India’s deteriorating external position
India’s main argument not to join RCEP is its large trade deficit with many RCEP countries. Over the last 5 years, RCEP members were on average responsible for almost 70% of India’s trade deficit (Figure 8). This trade deficit has resulted in weakness of India’s external position. This has implications for India’s financial conditions and creditworthiness. What’s more, India’s weak external position prevents it from adopting unconventional monetary policy. India’s worsening trade balance explains why it is still among one of the most protectionist countries in terms of tariffs (Figure 9). And Indian policymakers have been backtracking on free trade the last couple of years (see this report).
[2] ASEAN stands for Assocation of Southeast Asian Countries. Members are Brunei, Cambodia, Indonesia, Laos, Malaysia, Myanmar, Philippines, Singapore, Thailand and Vietnam.
Figure 8: India’s trade balance deteriorated heavily over the last two decades

Figure 9: India’s tariffs came down, but are still among the highest

Non-tariff barriers to trade
So from the perspective of external weakness, India opting out of RCEP makes sense. But reality is even more nuanced. Trade barriers are not only about tariff levels. Non-tariff barriers (NTBs) to trade, ranging from administrative burdens to outright quantitative restrictions, have become increasingly important. Looking at OECD data on NTBs, India is not the most protectionist country by an arm’s length, being outflanked by RCEP members Australia, Japan and China (see Figure 10). RCEP has not made any arrangements on lowering NTBs.
Figure 10: Where is the level playing field for India here?

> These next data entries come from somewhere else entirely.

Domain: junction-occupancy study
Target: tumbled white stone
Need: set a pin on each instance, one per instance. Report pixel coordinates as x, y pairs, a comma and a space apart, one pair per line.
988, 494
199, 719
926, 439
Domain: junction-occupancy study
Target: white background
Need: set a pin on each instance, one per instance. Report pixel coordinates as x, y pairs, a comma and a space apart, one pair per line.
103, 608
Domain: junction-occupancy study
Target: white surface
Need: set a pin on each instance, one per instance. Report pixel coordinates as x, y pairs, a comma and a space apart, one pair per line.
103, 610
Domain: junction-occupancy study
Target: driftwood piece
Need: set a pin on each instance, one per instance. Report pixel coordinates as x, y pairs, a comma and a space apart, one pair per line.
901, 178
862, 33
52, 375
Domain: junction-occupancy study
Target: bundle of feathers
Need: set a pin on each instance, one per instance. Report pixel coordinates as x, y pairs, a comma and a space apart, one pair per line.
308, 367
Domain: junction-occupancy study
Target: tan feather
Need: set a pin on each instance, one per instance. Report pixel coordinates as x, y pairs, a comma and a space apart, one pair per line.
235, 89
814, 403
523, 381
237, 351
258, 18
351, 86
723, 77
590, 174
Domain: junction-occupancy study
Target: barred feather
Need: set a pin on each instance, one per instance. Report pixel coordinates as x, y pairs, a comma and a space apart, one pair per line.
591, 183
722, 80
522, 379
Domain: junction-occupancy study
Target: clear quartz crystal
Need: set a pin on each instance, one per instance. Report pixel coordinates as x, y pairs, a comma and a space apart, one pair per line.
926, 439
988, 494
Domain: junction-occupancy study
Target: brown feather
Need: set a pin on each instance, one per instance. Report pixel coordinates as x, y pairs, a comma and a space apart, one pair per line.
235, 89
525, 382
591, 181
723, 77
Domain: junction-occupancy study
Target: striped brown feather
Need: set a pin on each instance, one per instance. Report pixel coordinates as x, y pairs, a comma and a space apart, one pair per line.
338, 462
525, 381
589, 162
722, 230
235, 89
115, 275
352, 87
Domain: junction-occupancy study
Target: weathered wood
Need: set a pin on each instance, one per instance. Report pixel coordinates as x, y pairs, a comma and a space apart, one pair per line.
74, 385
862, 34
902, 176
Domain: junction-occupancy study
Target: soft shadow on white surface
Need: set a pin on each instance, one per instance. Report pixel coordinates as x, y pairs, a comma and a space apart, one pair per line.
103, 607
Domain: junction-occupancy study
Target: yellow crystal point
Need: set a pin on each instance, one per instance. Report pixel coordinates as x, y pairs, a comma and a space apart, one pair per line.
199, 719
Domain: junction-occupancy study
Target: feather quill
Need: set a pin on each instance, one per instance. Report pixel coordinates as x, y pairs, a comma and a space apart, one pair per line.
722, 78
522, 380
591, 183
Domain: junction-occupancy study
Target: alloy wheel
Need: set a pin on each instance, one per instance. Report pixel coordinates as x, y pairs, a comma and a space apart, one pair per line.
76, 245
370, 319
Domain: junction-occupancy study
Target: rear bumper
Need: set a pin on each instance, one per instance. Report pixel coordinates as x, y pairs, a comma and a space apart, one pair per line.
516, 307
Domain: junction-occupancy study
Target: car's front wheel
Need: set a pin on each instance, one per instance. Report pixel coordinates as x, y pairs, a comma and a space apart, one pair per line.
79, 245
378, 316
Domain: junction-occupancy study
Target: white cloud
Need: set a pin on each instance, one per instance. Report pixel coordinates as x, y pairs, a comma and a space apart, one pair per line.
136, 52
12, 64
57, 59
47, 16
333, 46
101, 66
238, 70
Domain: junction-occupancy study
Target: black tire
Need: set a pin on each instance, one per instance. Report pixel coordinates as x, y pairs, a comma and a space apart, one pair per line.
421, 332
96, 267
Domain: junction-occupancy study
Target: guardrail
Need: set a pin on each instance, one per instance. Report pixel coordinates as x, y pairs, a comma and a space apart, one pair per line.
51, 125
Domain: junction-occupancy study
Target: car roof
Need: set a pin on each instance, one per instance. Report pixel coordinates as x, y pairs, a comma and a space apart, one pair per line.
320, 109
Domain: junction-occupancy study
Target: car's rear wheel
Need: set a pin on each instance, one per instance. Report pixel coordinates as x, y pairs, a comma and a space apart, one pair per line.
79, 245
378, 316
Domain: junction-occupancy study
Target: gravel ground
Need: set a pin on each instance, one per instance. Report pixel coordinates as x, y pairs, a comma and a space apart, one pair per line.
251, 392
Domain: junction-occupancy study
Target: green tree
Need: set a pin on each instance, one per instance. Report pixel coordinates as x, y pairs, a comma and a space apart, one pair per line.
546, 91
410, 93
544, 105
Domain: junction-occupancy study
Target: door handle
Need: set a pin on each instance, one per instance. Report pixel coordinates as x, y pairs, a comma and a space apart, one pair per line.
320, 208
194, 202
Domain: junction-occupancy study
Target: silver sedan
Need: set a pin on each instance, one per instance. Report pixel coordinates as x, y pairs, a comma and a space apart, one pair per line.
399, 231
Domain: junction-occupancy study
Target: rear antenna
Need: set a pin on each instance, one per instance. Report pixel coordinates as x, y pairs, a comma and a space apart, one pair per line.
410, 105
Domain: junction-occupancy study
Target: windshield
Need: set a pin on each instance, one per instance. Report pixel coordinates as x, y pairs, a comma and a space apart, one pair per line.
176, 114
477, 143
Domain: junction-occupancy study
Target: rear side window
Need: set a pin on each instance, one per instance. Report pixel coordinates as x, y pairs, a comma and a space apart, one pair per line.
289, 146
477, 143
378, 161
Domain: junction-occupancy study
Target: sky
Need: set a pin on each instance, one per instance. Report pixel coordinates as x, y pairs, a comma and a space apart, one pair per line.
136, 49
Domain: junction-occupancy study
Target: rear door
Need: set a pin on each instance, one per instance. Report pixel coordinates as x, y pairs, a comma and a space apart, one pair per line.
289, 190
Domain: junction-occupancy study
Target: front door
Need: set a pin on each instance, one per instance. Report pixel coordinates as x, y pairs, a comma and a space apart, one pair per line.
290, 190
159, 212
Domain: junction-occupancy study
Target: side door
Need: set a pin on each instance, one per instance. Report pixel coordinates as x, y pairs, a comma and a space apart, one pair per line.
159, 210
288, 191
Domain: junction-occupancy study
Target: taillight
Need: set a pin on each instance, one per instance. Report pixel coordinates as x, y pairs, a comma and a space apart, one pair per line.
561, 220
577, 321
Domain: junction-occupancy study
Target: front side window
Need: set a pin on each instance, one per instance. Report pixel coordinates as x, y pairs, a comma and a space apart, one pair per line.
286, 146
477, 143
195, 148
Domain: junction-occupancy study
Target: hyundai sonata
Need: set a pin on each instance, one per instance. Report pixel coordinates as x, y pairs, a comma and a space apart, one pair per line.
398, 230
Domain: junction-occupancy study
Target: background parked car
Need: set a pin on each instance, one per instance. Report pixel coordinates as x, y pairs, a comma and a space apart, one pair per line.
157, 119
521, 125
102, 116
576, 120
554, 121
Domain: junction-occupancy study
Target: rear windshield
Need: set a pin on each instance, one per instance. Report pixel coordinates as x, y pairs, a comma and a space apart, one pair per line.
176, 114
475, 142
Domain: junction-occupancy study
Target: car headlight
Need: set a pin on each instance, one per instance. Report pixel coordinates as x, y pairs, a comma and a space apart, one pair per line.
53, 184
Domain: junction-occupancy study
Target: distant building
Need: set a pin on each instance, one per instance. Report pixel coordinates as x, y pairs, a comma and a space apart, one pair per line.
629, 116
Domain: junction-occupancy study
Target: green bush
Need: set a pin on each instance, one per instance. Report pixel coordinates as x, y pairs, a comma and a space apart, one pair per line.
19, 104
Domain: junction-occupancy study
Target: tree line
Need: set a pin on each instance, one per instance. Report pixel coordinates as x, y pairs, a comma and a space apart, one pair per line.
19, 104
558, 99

Enhance domestic competitiveness
Finally, a free-trade agreement (FTA) with industrialized countries, such as Japan and Australia, has drawn criticism from across the political party spectrum in India because it is said to be killing lower-end manufacturing jobs and innovation. Especially with the "Make in India" and "Atmanirbhar" campaigns trying to push more local manufacturing, a free trade deal with countries like China, Japan and South Korea is not seen as the best move.
The door is still open
It is easy to see why signing members have still left the door open for India to join and have even included some chapters safeguarding India’s interests in the final version. India joining RCEP would have resulted in a substantial decrease of India’s tariffs, which will enable RCEP members to more easily access it’s large market of 1.4 billion potential consumers. India is currently insistent that it will not join the partnership. But a few agreements on import exclusion in sensitive sectors and a phased-out liberalization might push India to rethink, as RCEP is currently one of the easiest large FTAs which concentrates solely on trade. There is no emphasis on issues like environment, labor or state-owned enterprises, which are contentious in getting a trade deal with the likes of EU and US.